Head to the outskirts of town and find an abundance of eco-tourism sites that include more than 60 natural springs and three lakes. Don’t miss the soaring 48-foot tall Thorncrown Chapel, built in 1980, featuring more than 400 windows and 6,000 square feet of glass. It frequently appears on top lists published by the National Trust for Historic Preservation.
In addition to its commitment to historic preservation, Eureka Springs is driven to preserve the natural environment surrounding it.
The city was one of four in Arkansas that signed the 2007 United States Climate Protection Agreement. In addition to more than 1,800 acres of city parkland, nearby Lake Leatherwood is an 85-acre spring-fed lake created by one of the largest hand-cut limestone dams in the United States. Visitors and residents can spend hours hiking, biking, paddle boating, swimming, birding, backpacking and geocaching.

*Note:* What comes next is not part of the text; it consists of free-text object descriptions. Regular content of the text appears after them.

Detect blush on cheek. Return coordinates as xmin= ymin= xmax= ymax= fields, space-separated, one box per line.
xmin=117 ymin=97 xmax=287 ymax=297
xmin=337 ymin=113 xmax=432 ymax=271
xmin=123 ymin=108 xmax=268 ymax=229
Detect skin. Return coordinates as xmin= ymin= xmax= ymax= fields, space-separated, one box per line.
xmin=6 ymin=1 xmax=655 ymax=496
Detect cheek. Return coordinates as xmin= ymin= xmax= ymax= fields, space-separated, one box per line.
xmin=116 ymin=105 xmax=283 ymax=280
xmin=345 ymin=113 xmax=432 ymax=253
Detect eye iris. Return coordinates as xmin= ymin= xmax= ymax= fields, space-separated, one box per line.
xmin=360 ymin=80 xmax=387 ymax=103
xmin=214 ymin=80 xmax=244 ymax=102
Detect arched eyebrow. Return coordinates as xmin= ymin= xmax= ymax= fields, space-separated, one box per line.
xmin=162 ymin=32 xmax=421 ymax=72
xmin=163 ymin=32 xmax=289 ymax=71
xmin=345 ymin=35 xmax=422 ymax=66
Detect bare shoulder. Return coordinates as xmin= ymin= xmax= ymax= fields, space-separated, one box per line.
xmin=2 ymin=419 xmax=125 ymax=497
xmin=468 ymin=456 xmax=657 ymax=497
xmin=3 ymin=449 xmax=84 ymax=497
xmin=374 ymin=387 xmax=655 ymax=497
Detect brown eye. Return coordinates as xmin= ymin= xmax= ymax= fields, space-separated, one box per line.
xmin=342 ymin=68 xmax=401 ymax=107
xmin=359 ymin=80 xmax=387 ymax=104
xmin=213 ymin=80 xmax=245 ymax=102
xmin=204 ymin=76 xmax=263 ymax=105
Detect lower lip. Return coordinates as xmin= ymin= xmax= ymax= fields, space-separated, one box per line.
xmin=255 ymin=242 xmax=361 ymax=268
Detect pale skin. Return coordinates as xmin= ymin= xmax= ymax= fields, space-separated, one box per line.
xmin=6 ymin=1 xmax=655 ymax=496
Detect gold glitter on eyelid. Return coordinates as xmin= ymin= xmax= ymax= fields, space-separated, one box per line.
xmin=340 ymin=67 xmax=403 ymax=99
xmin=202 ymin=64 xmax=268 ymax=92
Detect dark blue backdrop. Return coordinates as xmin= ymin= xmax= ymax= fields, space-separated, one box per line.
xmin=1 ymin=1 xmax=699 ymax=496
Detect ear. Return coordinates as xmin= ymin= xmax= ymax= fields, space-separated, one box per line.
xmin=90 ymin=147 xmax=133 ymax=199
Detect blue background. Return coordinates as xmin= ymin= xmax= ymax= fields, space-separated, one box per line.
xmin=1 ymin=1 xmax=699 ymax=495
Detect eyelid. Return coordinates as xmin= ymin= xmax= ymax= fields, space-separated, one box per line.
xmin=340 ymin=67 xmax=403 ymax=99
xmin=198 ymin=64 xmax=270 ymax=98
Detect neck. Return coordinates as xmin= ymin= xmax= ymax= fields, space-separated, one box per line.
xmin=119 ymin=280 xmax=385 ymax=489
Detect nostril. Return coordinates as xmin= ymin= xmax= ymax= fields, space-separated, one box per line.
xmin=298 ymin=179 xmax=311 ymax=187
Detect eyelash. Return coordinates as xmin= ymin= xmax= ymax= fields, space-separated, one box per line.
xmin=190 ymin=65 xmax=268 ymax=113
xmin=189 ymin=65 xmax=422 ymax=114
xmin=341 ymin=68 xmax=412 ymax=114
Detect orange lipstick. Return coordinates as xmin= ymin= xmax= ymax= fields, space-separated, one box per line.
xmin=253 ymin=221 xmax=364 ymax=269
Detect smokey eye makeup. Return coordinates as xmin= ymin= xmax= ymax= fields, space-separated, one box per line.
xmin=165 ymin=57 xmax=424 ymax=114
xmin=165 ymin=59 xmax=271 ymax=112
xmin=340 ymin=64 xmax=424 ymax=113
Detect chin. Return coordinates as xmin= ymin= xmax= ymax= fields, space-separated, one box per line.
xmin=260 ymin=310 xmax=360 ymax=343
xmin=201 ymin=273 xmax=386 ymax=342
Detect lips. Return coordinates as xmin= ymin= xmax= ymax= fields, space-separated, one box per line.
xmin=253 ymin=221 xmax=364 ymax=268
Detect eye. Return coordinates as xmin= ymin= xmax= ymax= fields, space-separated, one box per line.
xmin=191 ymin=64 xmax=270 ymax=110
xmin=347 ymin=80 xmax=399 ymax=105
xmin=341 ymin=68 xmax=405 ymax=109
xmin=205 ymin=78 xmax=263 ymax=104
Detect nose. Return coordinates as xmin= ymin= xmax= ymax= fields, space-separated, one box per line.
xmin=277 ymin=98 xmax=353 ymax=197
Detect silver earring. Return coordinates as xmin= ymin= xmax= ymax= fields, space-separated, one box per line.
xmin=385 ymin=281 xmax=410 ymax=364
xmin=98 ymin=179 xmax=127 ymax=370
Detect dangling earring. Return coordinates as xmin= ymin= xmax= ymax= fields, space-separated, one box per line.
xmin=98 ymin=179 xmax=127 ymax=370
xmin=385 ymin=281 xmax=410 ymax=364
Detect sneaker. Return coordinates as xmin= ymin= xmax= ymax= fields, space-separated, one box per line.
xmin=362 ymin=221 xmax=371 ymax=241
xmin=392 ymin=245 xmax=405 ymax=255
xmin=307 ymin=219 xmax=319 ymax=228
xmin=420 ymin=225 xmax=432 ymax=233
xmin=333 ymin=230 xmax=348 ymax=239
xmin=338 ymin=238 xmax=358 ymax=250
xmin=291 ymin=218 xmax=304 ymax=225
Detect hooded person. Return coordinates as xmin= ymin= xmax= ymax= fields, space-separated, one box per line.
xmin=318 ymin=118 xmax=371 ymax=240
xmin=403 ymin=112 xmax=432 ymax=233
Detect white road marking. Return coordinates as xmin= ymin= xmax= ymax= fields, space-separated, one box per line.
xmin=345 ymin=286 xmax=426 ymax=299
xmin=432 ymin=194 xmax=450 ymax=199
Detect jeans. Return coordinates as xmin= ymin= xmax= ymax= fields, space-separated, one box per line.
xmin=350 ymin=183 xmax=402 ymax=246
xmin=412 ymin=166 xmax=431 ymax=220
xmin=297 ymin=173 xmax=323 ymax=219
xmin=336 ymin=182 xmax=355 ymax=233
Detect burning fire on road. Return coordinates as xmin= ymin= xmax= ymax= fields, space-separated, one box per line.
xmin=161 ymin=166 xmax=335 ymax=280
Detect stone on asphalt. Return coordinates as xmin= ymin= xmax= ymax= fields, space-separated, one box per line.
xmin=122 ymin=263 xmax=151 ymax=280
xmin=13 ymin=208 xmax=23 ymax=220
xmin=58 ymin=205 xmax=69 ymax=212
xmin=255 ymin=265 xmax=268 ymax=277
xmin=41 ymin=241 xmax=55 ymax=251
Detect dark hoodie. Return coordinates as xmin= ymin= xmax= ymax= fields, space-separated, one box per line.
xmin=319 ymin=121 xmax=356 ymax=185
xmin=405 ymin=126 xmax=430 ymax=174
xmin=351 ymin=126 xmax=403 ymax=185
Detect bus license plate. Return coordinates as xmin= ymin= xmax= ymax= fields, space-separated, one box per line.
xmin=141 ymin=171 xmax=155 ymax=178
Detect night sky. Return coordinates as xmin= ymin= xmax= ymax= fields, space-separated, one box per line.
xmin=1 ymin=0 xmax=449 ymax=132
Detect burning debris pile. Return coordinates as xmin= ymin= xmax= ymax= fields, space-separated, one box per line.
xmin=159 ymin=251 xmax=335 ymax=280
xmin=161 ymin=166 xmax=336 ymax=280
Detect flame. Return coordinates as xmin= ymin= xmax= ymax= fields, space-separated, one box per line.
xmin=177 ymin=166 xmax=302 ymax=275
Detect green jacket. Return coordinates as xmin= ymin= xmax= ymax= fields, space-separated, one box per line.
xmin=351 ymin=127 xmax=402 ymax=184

The Great Passion Play and Christ of the Ozarks are among the attractions that bring people to Eureka Springs. The Great Passion Play not only depicts scenes from the life of Jesus in its nightly performances but there are also daytime tours of re-creations of places in the Holy Land. All of this has the Christ of the Ozarks statue as its backdrop: The statue is a seven-story structure constructed in 1966. Eureka Springs has had moments of brilliance and moments of darkness. The Great Depression took a heavy toll on the city’s ambiance, with buildings being abandoned or torn down to sell wood and other materials. But in the years following, groups and municipalities began to focus attention on historic preservation, and Eureka Springs found its way back to its roots, welcoming visitors who appreciated what it had to offer.